Let Students and Teachers Use Their Data

2 min read

This week has been very busy with work - we've been going full out on a couple development projects for clients, in addition to preparing for the The Write Stuff in San Francisco next month. As a result, I completely missed the kerfuffle over David Broder's test drive of Tesla Motor's Model S. Fortunately, Audrey Watters wrote a great post that helped me get up to speed (pun intended, and sorry).

Audrey's piece led me to this writeup by Tim Stahmer on interpreting data, and how the same data set can tell different stories to different people. While this is no surprise to people who work with both data and people, there is nothing like life to muck up the illusion of precision that a curated data set can suggest. This is something that I was thinking about earlier this week within the context of the push to collect more student data in the service of what people are calling "personalized" learning.

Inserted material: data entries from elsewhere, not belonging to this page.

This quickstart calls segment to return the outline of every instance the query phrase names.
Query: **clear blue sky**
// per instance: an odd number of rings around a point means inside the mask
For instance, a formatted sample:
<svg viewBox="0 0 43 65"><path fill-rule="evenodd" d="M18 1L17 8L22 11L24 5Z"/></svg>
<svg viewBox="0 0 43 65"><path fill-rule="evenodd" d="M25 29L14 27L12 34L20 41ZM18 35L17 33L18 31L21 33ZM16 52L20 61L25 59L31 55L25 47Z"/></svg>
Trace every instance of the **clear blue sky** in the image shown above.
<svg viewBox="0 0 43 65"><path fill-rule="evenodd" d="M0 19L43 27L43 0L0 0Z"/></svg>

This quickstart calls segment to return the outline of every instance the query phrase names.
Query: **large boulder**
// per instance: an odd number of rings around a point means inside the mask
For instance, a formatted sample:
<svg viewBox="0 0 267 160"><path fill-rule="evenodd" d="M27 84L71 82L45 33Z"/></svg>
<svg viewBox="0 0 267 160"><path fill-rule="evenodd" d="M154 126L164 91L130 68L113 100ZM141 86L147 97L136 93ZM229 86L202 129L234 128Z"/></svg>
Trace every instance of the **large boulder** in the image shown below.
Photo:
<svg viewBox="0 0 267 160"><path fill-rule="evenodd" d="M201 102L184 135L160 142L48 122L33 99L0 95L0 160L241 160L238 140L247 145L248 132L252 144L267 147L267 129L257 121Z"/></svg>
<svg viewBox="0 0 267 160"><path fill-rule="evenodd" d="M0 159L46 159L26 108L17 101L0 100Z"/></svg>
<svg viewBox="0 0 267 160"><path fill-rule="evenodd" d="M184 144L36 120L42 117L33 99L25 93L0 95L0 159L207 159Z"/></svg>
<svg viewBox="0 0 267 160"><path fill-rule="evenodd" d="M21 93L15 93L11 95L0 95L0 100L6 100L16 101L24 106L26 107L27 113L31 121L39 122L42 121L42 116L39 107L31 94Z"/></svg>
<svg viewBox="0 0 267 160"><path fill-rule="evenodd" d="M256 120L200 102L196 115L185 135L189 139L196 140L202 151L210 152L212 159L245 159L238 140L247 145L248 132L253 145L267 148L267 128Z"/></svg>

I left a comment on Tim's post; the crux of it is this:

What would be needed to get an educator and a student voice into the conversation about what data means? Hard drives of data are being collected about schools, teachers, administrators, and students. Largely, the subjects of that data - the teachers and the students - aren't given access to the data, and are being told what it means. Why shouldn't teachers and students be able to look at the data, and participate in the conversations that are defining what people call their performance? I'd be particularly curious to hear about the gaps between what the data measures, and what the learners consider important. Increased access to data could be used a springboard to teacher-driven action research. Student analysis of their data would be, at minimum, an awesome math class.

But, most importantly, why should the subjects of the data collection be cut out of the analysis that is being used to define their growth? What efforts, if any,are underway to guarantee that students and teachers can have full and complete access to the data collected about their work?